In Wisconsin a bar isn’t held liable for serving and underage patron if the had provided an id showing them to be of legal age and as long as a reasonable person would believe that the id was genuine. No 15 year old white boy with the id of a 65 year old chinese woman kind of thing.
So if you aren’t going to hold a tavern responsible for possibly turning a impressionable young thing into a gutter dwelling alcoholic swilling mad dog out of a paper bag do you hold a person responsible for statutory rape even though they had the same reasonable belief that the person was of age?
Sorry–I thought you were talking to me, since it was my post that you were quoting. Feel free to carry on with the DtC bashing–I’ll try not to duck into the crossfire.
15-almost-16-year-old me is in this picture, far right.
Next to me is my grandmother, then my mother next to her. The rest of the people in the picture are aunts, an uncle, and cousins of mine.
If you saw me in a bar with my mom at that age, you may very well think we were sisters, not mother and daughter.
Whoo hoo! Lookin’ GOOD, Beady!
I waited tables at 22. You would have gotten served by me.
I skipped a grade, so my peers in high school were all a year older than me.
My nickname, I shit you not, was “Jailbait.”
Well-deserved. Of course you will forgive if I wish my own daughter is never knowm by that nickname.
No doubt.
Having cellulite and stretchmarks by the 7th grade wasn’t all that awesome either.
It can always be worse. Consider for a moment “Hoover”. Jailbait sounds downright classy in comparision.
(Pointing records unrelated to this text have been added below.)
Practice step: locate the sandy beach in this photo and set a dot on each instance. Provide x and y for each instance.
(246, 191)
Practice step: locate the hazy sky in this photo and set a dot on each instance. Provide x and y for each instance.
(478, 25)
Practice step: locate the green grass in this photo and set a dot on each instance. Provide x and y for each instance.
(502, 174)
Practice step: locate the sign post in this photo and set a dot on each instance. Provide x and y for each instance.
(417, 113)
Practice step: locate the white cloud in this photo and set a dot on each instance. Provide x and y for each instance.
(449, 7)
Calling someone a “slut” for being sex-positive is rather harsh.
Calling someone a “slut” for being so eager to hop in the sack that she’ll produce a fake ID and entrap someone into potential serious legal trouble is fair enough, however.
The existence of a bright-line standard does not require mindless adherence in all cases. For example, the “Romeo and Juliet” exception noted in several messages on this thread creates one exception without invalidating the general standard. There is no logical reason why the sort of deception scenario should not be another exception.
I really wonder how Dio has any time to participate in this threat when he obviously spends most of his time in a rye field trying to catch kids from going over a cliff.
It’s not entrapment.
That’s only when I’m not trying to figure out where the fuck all those ducks go in the winter.
OK, I just ran across this thread, and I’m not going to read through all 200+ posts. However, in perusing the last page, it does not appear that anyone has brought up that ignorance of age can be a legal defense. If this has already been covered I apologize.
In Indiana, the offense of a person over 18 having sex with someone who is over 14 but under 16 is called Sexual Misconduct with a Minor. It is covered in I.C. 35-42-4-9.
I have seen one case in my career where I thought this defense should have been raised. Guy is home from college for Christmas break and meets up with some high school friends. They pick him up in a car driven by a girl he doesn’t know. They go to a party where he ends up banging the girl who was driving the car. Turns out she is actually 15 and was driving the car illegally. The girl’s cousins catch them in the act and beat the living shit out of the guy.
Seems to me that he could have made a good case that he reasonably believed she was 16 based on her driving a car. But he was scared to try it because the consequences of losing would have been pretty severe. He got a pretty good plea deal that allowed him to plead to a misdemeanor and kept him from having to register as a sex offender so he took it.